I am at the 2015 Conference on Communities and Technologies in Limerick Ireland where I will present “Being Present in Online Communities: Learning in Citizen Science” a paper I authored with my advisor and colleagues at the Syracuse University School of Information Studies. Set in the context of the citizen science project Planet Hunters, my colleagues and I explore three uniques ways that newcomers learn to contribute to the project.
The paper extends existing research on newcomer learning in online communities which emphasizes that learning for newcomers involves getting feedback from experienced participants, observing the work of others, and building relationships with experienced members. In this paper, we suggest that these key themes are problematized in settings where such opportunities for learning are limited or are not possible.
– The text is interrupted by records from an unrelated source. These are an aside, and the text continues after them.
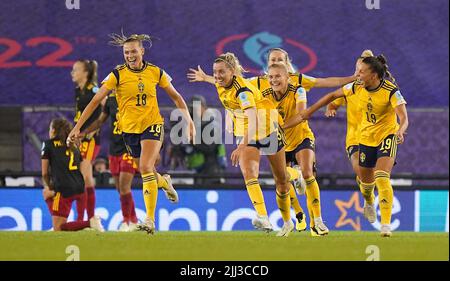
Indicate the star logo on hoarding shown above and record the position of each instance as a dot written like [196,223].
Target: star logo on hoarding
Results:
[344,206]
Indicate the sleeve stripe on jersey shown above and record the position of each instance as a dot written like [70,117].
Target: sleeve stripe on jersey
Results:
[236,85]
[244,89]
[392,93]
[160,74]
[116,73]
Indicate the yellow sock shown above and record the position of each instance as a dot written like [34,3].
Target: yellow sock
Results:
[284,204]
[293,173]
[161,181]
[367,190]
[255,194]
[294,200]
[313,196]
[310,212]
[150,192]
[385,195]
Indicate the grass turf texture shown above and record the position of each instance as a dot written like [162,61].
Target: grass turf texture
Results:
[222,246]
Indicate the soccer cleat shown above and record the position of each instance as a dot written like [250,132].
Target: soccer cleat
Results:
[300,183]
[287,228]
[386,230]
[369,212]
[170,192]
[96,224]
[321,228]
[314,232]
[132,227]
[124,227]
[300,223]
[262,223]
[148,226]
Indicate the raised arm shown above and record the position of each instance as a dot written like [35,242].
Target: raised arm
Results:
[181,104]
[198,75]
[306,114]
[331,82]
[90,108]
[403,118]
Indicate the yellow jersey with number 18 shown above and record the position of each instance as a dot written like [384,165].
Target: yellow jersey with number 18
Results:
[136,95]
[295,79]
[377,107]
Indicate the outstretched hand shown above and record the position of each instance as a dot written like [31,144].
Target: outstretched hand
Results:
[196,75]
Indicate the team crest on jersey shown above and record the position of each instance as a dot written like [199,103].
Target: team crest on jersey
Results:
[244,99]
[362,157]
[141,86]
[106,79]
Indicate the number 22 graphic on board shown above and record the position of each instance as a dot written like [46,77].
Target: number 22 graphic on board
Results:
[53,59]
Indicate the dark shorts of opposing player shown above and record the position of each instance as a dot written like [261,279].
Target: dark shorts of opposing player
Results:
[89,149]
[133,141]
[352,149]
[122,163]
[269,145]
[60,206]
[368,155]
[305,144]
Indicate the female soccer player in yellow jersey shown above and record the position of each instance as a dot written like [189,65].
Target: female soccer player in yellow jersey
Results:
[140,121]
[256,130]
[290,100]
[352,139]
[278,55]
[380,103]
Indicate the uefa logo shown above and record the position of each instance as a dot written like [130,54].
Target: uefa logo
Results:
[252,50]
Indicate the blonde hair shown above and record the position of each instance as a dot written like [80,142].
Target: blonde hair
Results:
[232,62]
[287,61]
[366,53]
[119,40]
[91,67]
[279,66]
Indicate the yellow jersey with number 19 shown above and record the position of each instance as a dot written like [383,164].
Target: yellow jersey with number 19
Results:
[377,106]
[136,95]
[353,117]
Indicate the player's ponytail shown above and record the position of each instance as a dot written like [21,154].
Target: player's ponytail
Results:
[379,65]
[287,59]
[382,59]
[119,40]
[366,53]
[62,129]
[278,65]
[91,67]
[232,62]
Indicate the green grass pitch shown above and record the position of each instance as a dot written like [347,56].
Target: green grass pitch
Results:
[222,246]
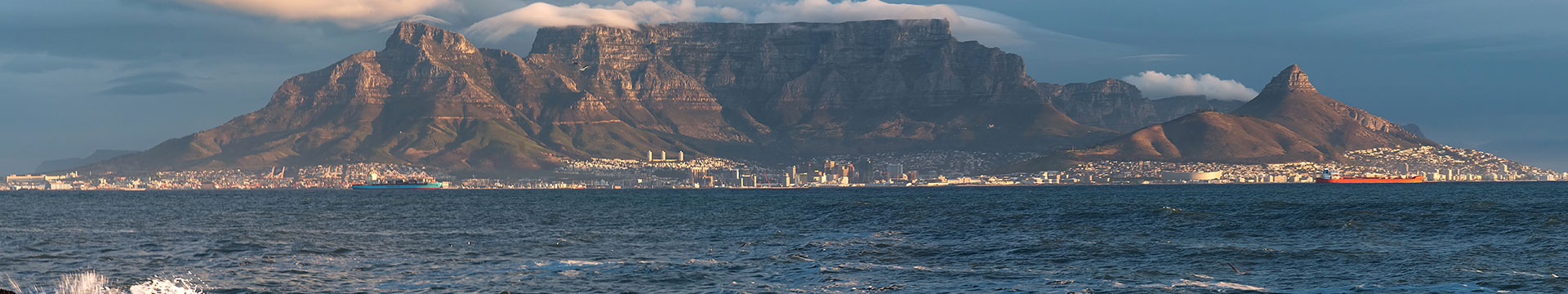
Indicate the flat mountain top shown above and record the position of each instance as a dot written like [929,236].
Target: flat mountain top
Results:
[751,91]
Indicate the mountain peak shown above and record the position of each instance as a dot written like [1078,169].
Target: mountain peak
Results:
[1291,80]
[425,37]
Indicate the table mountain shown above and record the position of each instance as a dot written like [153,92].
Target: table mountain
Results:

Socialization is a process where newcomers move from a state of uncertainty to a state of fluency in the practice, terminology, and behavior that define an organization. For settings where activities have a high degree of impact on the functionality and continued existence of the organization, socialization processes are particularly important (Van Maanen & Schein, 1979). While formal training models successfully integrate newcomers, crowdsourced projects like Wikipedia are unable to provide formal training due to the ad hoc assemblage of volunteers that participate. Studies on socialization in open online collaborative projects typically focus on information seeking, the impact of feedback, and the construction of social networks as newcomers make sense of their new environment. While such research is important, there is scant consideration for the material components of the online platforms and their role in the socialization process.